Premesso che non posso rispondere in modo soddisfacente a questa domanda (lettori e lettrici fanno parte del mare senza volto a cui affidi il tuo messaggio in bottiglia), direi che il lettore ideale è l’ectoplasma che mi siede accanto mentre scrivo. A volte mi dà di gomito e mi sprona a proseguire. Altre volte mi sta alle spalle e, in quel caso, mugugna. Allora gli dico di andarsi a fare un giro, prendersi un caffè, fumarsi una sigaretta: insomma, di levarsi di torno. Poi ci sono materializzazioni dell’ectoplasma. Con un nome, un cognome, una vita, aspettative e poco tempo da perdere. Alcuni mi incoraggiano venendo alle presentazioni. O sui social, il male necessario di oggi. Ho una discreta base di gente che mi ha seguito negli anni. O ha appena cominciato a leggermi. Alcuni sono diventati anche miei amici. Altri sono diventati scrittori a loro volta, per la collana “Le dalie nere” che io e Raffaella dirigiamo per IanieriEdizioni.
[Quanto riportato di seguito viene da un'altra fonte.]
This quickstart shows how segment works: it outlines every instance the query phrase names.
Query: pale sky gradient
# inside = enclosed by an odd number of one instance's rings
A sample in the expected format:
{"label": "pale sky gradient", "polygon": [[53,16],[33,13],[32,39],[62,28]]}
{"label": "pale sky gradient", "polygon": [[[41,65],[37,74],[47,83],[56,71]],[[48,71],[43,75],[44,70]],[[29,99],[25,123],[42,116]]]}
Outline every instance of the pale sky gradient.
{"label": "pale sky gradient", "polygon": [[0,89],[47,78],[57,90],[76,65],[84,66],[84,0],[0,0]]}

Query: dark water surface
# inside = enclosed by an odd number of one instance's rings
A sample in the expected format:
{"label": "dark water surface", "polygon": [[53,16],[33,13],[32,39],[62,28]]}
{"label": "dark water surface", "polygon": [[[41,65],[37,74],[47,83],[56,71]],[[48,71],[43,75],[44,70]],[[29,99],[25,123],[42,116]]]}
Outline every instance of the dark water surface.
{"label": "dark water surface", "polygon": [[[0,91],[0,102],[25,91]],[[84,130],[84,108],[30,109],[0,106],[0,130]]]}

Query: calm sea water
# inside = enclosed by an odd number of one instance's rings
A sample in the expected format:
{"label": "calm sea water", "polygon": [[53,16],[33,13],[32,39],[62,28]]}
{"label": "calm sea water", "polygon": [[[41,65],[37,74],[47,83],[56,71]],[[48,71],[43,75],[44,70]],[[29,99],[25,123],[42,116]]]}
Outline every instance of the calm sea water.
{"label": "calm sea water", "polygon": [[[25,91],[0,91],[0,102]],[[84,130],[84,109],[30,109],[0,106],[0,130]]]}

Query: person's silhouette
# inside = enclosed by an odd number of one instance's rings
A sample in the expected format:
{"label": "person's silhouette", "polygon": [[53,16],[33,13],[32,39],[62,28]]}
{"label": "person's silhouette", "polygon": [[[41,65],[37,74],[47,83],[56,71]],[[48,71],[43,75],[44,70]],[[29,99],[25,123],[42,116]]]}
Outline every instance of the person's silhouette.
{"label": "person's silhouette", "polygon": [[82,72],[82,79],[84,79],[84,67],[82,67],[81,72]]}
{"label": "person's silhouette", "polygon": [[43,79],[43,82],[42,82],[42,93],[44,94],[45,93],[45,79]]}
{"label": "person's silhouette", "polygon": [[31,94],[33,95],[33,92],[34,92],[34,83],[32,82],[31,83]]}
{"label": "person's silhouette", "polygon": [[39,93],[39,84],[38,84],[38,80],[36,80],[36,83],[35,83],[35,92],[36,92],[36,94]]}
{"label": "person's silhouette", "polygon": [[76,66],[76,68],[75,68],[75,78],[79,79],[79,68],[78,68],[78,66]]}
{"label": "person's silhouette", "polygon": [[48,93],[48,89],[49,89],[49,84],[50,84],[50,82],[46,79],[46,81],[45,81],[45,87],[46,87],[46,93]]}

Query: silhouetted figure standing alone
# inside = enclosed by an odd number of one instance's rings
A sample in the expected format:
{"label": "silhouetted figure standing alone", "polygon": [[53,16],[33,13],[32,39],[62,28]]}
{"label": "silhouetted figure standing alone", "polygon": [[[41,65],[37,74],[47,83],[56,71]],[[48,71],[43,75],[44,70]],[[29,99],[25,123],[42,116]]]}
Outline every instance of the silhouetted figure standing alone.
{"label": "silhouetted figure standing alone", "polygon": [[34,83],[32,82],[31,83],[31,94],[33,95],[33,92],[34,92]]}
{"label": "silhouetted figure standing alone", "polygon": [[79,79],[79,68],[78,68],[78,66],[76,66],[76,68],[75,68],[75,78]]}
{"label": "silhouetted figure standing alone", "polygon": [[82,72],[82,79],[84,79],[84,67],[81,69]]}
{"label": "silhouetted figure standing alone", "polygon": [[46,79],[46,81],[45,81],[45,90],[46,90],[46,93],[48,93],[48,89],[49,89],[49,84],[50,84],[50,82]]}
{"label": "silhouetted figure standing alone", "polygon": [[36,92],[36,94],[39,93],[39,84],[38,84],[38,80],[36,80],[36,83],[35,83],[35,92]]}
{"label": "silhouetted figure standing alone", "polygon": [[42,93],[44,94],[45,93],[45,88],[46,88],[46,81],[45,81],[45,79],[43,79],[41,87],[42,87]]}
Molti, curiosi di sapere “da che pulpito venisse la predica” sono diventati miei lettori, motivatissimi, onesti, fedeli. Vedi, si tratta di un mutuo scambio: la serietà con la quale ho valutato i loro scritti l’hanno ricambiata incuriosendosi dei miei. Abbiamo di che parlare quando ci incontriamo. E, cosa più importante, si innesca uno scambio di idee. Cosa c’è di più prezioso e saziante, soprattutto in un periodo che vede lo scambio di idee come una debolezza da parrucconi incapaci di urlarsi addosso? Rispetto reciproco e reciproco interesse letterario e umano. 

Che messaggio vuoi dare con le tue opere?

Non ho un messaggio prestabilito e per me sarebbe un guaio averne. Per come la vedo io, vengono prima la storia, i personaggi, le sensazioni, l’onestà intellettuale dell’insieme e poi, forse, il “messaggio”. Che può essere chiaro e inflessibile quanto si vuole, ma è comunque soggetto alle infinite interpretazioni che può e vuole darne il singolo lettore. Dal canto mio, mi limito a mantenere una certa coerenza nei temi (il mondo visto da personaggi con una buona carica di ingenuità – a volte bambini –, il loro confronto con una realtà feroce, la perdita dell’innocenza e la lotta per riconquistarla…) Ma non è noioso partire da uno schema? O voler approdare a tutti i costi a un principio che può suonare come una lezioncina? Sto attento a prendere nota del messaggio, ma scelgo di dimenticarmelo. Metterebbe in fuga o ammutolirebbe i personaggi. E io a loro ci tengo.